They’re poking fun at the stupid hairstyle choices in the movie, spoofing the ridiculousness of zero-G making you move around really slow, using the music to great effect in order to highlight how it really doesn’t fit the action, just a banger all the way around.
This character had real potential which the bland, inconsistent writing and direction couldn’t really follow through on. He’s thankfully not Shatner chewing up scenery right and left. Nor is he Agar just being stunningly annoying and consistently cold towards everyone he meets. He’s sort of at a halfway point between those two. I don’t love him but I don’t hate him, either. The actor does his best to create an inner life for the guy, but he gets very little help as he tries.
Too be honest, the movie is too good for Mst3K, at least for the era it was released in. It reminds me of 401- Space Travelers. Still, I really think Warren Mitchell is one of Mst3k’s underrated actors. I liked him in The Crawling Eye and here also.
Just now watching this. Naturally, I’ve seen it unriffed. My review from a few years ago:
Moon Zero Two (1969)
Science fiction film that manages to be both sedate and outrageously campy. Starts with a title sequence done as a comical animated cartoon, implying this is an out-and-out spoof, which it is not. The actual movie involves a space pilot hired by a tycoon to direct an asteroid made of sapphires to land on the Moon. Meanwhile, he helps a woman who shows up looking for her missing brother. Yes, the two plots do come together. The space stuff looks like a cheap version of 2001; realistic, for the most part, if obviously little tiny models. But the costumes and sets and wigs are straight out of Carnaby Street at the height of the Mod era, by way of Italian sci-fi movies. Then there’s the choreographed modern dance numbers performed at Moon City’s bar, which are a hoot. The tycoon acts like a low budget Bond villain, and wears a purple monocle. (There’s a lot of purple in this thing. Purple wigs, purple miniskirts, etc.) Because somebody tried to sell this as a “space Western,” the bad guys use plain old pistols instead of, say, ray guns. And there’s a wildly inappropriate brassy big band/jazz soundtrack. Concentrate on the eye candy and forget about the deadly slow story.
Later thoughts:
You’d think the first man on Mars would have a better job than salvaging satellites. Doing commercials, at least.
Why is the Western movie on the flying Moon transport thing on the wall that the passengers are not facing (except love-interest-to-be, so she can talk to designated-hero)?

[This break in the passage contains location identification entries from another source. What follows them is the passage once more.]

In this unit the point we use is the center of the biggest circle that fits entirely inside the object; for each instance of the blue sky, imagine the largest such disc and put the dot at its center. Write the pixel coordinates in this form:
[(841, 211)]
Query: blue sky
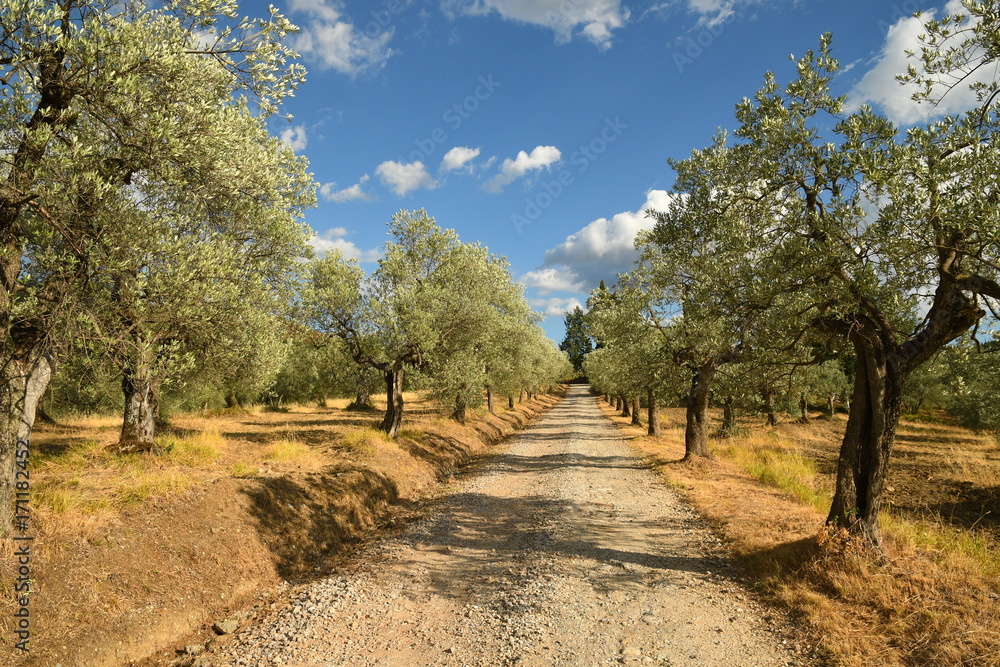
[(542, 129)]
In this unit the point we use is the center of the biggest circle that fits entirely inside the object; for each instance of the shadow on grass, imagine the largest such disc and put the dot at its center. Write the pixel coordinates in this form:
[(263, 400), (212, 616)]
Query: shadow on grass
[(309, 521)]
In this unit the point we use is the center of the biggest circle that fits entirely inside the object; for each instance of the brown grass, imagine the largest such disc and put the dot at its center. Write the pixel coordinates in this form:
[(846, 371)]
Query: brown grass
[(132, 552), (933, 598)]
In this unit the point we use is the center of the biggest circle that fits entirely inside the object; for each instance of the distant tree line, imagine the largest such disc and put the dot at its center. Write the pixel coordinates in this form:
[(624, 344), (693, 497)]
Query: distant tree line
[(153, 250), (821, 254)]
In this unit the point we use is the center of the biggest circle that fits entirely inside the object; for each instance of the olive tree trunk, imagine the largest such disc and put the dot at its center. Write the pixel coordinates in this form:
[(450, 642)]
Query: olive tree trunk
[(696, 430), (393, 418), (868, 439), (652, 414), (767, 394), (141, 406), (728, 416), (461, 405), (22, 383)]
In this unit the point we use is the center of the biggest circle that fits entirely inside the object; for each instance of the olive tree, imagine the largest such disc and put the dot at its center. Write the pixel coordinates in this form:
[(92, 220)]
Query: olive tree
[(432, 305), (883, 238), (95, 96)]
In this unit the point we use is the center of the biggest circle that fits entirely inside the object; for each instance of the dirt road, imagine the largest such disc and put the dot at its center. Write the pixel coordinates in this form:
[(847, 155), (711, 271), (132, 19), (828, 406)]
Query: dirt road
[(561, 550)]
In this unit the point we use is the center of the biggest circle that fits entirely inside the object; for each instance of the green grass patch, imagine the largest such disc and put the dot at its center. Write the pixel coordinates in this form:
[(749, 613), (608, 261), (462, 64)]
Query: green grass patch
[(778, 466)]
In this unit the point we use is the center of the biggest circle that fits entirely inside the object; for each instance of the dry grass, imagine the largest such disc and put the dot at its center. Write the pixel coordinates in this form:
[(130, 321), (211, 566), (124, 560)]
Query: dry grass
[(233, 502), (933, 597)]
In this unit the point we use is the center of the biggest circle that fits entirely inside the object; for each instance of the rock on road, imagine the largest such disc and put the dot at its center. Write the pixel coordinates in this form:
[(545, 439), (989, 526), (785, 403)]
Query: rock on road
[(563, 549)]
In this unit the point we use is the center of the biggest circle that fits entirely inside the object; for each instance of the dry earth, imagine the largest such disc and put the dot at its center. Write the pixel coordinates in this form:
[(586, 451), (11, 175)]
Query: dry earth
[(561, 550)]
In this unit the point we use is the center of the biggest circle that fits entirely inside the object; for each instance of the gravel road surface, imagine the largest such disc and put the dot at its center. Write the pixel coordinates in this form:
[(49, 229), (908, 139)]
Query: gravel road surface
[(561, 550)]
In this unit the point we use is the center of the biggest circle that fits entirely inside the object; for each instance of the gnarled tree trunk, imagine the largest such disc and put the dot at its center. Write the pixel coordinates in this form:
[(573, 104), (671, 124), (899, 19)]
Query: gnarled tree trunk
[(141, 406), (652, 414), (728, 417), (22, 383), (768, 396), (696, 430), (868, 438), (393, 419), (461, 405)]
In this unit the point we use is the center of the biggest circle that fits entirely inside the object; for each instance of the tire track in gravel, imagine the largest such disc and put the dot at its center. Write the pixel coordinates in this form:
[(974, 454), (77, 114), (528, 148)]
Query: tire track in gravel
[(561, 550)]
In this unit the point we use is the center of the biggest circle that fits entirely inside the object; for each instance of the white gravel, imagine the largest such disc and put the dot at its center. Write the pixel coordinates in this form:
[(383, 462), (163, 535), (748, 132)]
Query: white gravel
[(561, 550)]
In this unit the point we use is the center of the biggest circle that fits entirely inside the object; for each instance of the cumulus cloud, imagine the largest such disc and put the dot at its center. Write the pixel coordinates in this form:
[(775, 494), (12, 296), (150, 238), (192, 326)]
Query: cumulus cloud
[(541, 157), (332, 41), (595, 20), (555, 306), (403, 178), (879, 86), (458, 157), (295, 137), (355, 192), (597, 252), (333, 239)]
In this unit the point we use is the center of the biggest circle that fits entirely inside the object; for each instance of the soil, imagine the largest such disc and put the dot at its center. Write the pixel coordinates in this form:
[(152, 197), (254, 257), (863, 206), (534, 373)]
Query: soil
[(112, 588), (563, 549)]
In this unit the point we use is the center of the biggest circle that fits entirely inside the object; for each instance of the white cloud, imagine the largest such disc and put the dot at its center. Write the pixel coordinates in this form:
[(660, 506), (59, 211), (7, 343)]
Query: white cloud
[(336, 43), (354, 193), (594, 19), (554, 279), (403, 178), (597, 252), (458, 157), (879, 85), (555, 306), (714, 12), (295, 137), (541, 157), (333, 239)]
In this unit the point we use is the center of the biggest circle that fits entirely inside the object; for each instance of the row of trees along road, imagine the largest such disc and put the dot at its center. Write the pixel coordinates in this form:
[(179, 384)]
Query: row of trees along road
[(132, 134), (151, 231), (445, 309), (814, 230)]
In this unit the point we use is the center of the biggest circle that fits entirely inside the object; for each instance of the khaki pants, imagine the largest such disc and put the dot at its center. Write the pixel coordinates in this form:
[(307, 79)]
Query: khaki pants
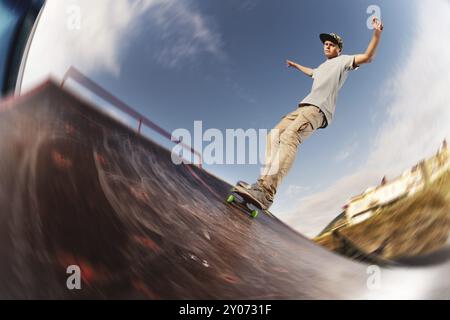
[(282, 144)]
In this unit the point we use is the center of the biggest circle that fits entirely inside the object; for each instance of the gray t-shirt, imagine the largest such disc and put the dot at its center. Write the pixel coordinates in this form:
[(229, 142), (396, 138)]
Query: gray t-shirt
[(329, 78)]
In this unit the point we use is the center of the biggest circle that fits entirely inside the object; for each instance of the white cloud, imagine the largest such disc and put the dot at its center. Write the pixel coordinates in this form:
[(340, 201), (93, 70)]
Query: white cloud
[(346, 152), (107, 27), (417, 120)]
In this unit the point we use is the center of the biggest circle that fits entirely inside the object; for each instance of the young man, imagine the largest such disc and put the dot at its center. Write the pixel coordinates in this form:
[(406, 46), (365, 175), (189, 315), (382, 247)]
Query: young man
[(314, 112)]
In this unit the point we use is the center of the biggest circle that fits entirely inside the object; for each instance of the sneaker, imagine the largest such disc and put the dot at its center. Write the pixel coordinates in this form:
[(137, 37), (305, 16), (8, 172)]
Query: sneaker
[(257, 194)]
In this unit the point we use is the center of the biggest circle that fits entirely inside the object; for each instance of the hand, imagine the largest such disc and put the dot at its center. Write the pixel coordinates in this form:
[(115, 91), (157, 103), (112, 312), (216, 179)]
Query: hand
[(290, 64), (377, 26)]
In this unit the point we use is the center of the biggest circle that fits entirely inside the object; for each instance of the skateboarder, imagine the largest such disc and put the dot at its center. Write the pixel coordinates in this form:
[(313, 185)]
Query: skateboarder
[(313, 112)]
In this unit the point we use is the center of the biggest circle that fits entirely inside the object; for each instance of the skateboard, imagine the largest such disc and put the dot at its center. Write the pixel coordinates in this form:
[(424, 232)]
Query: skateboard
[(245, 202)]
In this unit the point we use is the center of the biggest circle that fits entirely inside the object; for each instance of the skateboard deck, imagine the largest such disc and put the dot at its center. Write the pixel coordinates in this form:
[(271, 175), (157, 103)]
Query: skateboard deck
[(245, 202)]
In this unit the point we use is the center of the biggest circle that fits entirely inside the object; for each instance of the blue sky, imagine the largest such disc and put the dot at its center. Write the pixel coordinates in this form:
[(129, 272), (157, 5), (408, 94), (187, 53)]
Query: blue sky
[(223, 62)]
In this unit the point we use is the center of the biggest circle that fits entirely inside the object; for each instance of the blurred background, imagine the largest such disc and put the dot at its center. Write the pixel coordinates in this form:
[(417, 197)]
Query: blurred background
[(223, 63)]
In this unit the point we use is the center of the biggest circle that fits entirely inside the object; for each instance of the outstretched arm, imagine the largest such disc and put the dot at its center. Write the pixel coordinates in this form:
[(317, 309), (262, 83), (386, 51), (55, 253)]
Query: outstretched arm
[(367, 56), (305, 70)]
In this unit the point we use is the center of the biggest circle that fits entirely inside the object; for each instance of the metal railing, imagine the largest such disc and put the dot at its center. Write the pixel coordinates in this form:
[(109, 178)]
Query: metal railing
[(83, 80)]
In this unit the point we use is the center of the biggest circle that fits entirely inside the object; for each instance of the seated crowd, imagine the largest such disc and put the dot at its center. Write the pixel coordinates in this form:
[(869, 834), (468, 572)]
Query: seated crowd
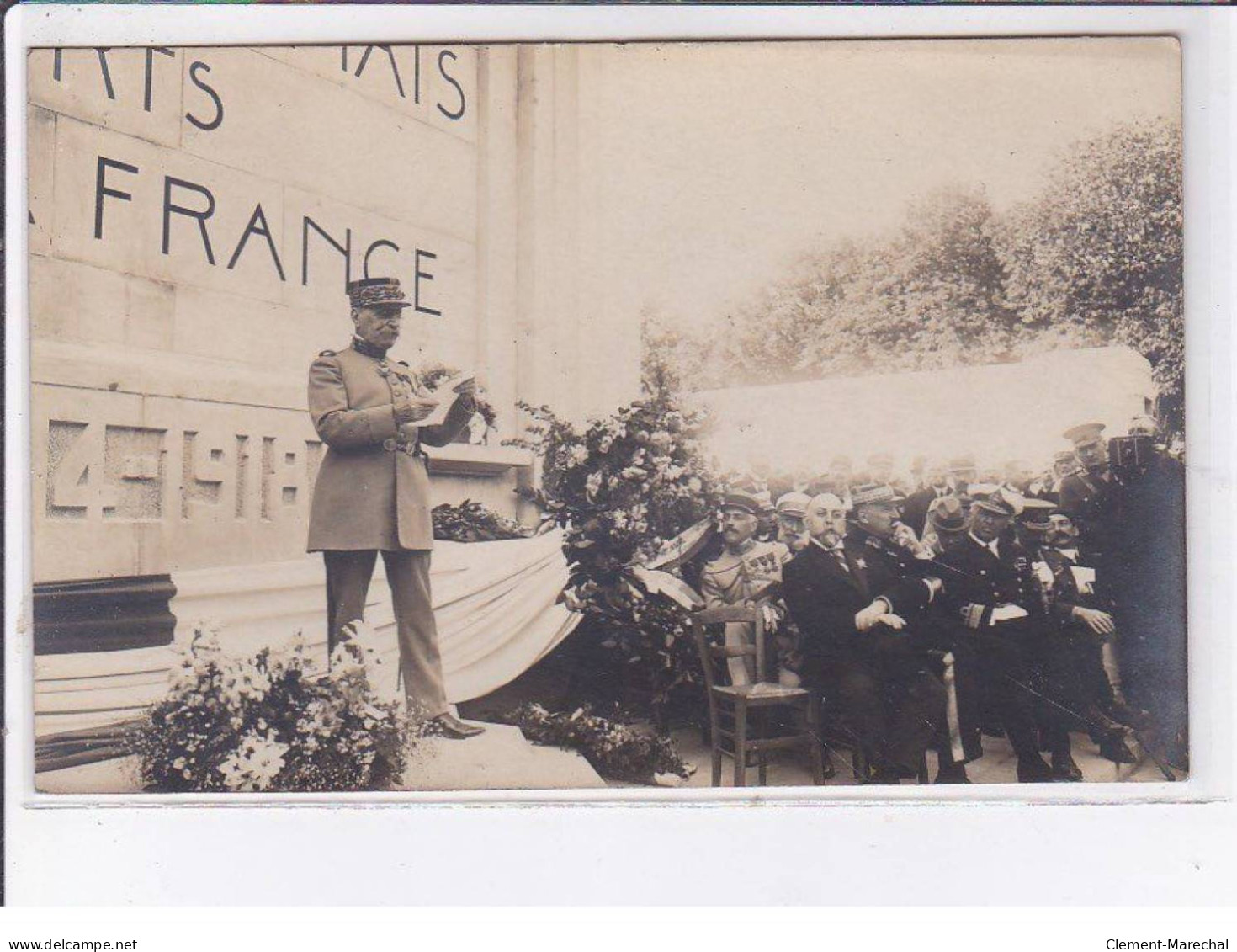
[(926, 612)]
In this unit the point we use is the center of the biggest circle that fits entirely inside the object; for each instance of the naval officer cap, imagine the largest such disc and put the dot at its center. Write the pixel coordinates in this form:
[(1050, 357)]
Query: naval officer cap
[(999, 500), (1084, 433), (376, 292), (873, 494), (1036, 514)]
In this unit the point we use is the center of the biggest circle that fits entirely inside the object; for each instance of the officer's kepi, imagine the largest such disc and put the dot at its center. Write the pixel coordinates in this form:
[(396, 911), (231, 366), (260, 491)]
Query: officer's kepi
[(376, 292), (744, 500)]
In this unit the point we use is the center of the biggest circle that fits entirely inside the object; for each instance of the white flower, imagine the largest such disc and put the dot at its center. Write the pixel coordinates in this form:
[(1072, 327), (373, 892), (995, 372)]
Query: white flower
[(255, 764)]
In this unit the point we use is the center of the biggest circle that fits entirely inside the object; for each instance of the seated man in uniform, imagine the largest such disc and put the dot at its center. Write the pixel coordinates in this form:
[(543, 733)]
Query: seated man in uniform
[(995, 601), (745, 570), (852, 599), (1074, 671)]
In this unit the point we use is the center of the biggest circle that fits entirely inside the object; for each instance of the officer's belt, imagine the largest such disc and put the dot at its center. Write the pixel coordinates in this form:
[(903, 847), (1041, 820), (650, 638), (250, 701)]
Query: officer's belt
[(399, 444), (976, 615)]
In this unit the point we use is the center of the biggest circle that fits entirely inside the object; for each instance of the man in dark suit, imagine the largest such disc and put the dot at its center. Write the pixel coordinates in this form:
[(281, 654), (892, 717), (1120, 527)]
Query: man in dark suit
[(992, 594), (852, 602), (915, 513)]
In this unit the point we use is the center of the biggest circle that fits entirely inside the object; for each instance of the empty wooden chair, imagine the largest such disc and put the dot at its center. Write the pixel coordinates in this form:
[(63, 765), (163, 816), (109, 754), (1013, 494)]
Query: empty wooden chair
[(739, 715)]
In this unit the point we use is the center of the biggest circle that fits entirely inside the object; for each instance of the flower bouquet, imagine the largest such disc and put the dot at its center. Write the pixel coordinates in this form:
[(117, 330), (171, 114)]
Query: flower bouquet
[(616, 752), (271, 722)]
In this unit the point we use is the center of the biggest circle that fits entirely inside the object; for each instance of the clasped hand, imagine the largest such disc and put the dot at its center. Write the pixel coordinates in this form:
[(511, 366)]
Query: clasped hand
[(879, 614)]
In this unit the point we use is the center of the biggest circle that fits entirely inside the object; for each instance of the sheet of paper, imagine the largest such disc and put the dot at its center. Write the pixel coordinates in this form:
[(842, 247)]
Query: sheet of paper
[(443, 392)]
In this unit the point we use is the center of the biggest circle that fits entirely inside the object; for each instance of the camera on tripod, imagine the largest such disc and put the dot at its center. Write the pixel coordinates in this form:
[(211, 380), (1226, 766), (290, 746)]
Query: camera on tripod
[(1129, 452)]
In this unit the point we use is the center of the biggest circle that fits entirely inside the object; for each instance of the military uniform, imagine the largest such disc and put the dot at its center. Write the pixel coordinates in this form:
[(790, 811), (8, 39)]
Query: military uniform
[(735, 577), (373, 494), (996, 604)]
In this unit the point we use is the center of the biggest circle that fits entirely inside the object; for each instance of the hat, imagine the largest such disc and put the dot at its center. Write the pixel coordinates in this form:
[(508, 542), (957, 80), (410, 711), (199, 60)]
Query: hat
[(948, 515), (871, 493), (1144, 425), (999, 500), (1036, 513), (794, 504), (1084, 433), (376, 292), (742, 499)]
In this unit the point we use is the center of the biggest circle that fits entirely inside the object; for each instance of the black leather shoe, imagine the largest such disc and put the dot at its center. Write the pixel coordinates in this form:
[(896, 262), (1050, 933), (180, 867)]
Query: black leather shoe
[(1065, 769), (1034, 770), (952, 774), (884, 776), (453, 728), (1116, 749)]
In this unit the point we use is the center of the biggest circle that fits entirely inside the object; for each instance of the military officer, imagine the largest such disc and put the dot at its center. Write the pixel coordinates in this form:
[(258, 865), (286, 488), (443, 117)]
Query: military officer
[(745, 570), (856, 607), (916, 510), (1090, 496), (373, 488), (1075, 673), (994, 598), (792, 531)]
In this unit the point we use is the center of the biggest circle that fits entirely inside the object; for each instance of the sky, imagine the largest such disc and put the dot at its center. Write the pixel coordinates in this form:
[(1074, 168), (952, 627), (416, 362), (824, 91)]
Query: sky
[(708, 168)]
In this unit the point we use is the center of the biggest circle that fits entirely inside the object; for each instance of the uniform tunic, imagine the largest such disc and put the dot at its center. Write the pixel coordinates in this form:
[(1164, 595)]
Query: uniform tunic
[(373, 488)]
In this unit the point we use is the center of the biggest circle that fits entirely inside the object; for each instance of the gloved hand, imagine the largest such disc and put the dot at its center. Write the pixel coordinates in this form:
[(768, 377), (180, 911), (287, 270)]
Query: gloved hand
[(868, 617), (1099, 622)]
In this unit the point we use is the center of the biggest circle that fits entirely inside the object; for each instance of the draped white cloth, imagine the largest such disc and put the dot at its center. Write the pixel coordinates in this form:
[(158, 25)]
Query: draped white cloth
[(496, 605)]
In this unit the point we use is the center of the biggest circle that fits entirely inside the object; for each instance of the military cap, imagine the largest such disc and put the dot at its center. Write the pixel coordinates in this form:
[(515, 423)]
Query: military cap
[(1084, 433), (794, 504), (999, 500), (742, 499), (948, 515), (871, 493), (1036, 513), (376, 292)]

It occurs to me that the bad guys usually have all the bright colors (particularly purple) while the good guys mostly have white, gray, and pale colors. Since this is sort of, kind of, vaguely James Bond-ish, that goes with the fact that the villains in those film always have the niftiest headquarter set designs.
According to the extra included on the DVD of the MST3K episode, some of the production crew did go over to the 2001 set and take notes on how they did the EVA scenes.
I saw the recent post about the original, unriffed movie Danger: Diabolik (1968) getting an upcoming 4K release. That reminded me that this movie (original and unriffed) still has not even seen an HD release. Seems to be just DVD (SD) quality, even on the places selling digital copies. These may even be only monaural as well.